Wage hikes key to recovery?
January 7, 2013Germany's Macroeconomic Policy Institute (IMK) said on Monday the current debt crisis in the 17-member eurozone could only be overcome by governments saying good-bye to their current budget consolidation courses.
It said the countries' "excessive savings programs" had only led to debt volumes becoming higher in the nations hit hardest by the crisis. The IMK think tank argued recent studies had shown just that and added that austerity measures had slowed down economic growth far more than originally expected by analysts and policy makers.
The institute confirmed its growth forecast for the German economy, saying it would rise by 0.8 percent in 2013. It said growth would primarily be driven by exports to eastern Europe, Asia and Africa which in the long-run would not be able to compensate for weak demand from fellow eurozone nations.
Controversial theory
IMK Director Gustav Horn told journalists in Berlin that Germany could help ease the eurozone crisis by agreeing to wage hikes higher than those brokered in the rest of the single currency bloc.

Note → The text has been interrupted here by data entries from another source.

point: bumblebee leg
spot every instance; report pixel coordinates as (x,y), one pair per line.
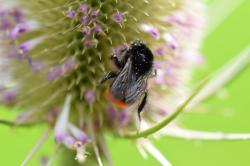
(142,105)
(107,76)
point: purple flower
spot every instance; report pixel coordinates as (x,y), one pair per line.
(89,96)
(18,15)
(36,66)
(54,73)
(159,51)
(85,20)
(62,121)
(25,47)
(97,28)
(5,24)
(83,8)
(70,13)
(118,17)
(78,134)
(171,40)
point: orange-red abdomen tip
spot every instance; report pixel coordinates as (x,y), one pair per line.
(114,101)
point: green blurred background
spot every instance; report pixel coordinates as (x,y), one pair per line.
(228,111)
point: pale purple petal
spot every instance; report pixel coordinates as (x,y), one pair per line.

"For reasons of European and German stability, the next couple of years should really see wage hikes in Germany of 4 percent or even slightly more," Horn commented. He maintained that higher incomes would not only fuel domestic consumption, but would also increase German imports and thus enable other eurozone nations to export more to Germany.
But the Federation of German Industry (BDI) warned against higher wages. Its president, Ulrich Grillo, insisted the country's moderate wage policies had given Germany a competitive edge which should not be gambled away just like that. "We have to make sure we don't lose our position on world markets," Grillo stated.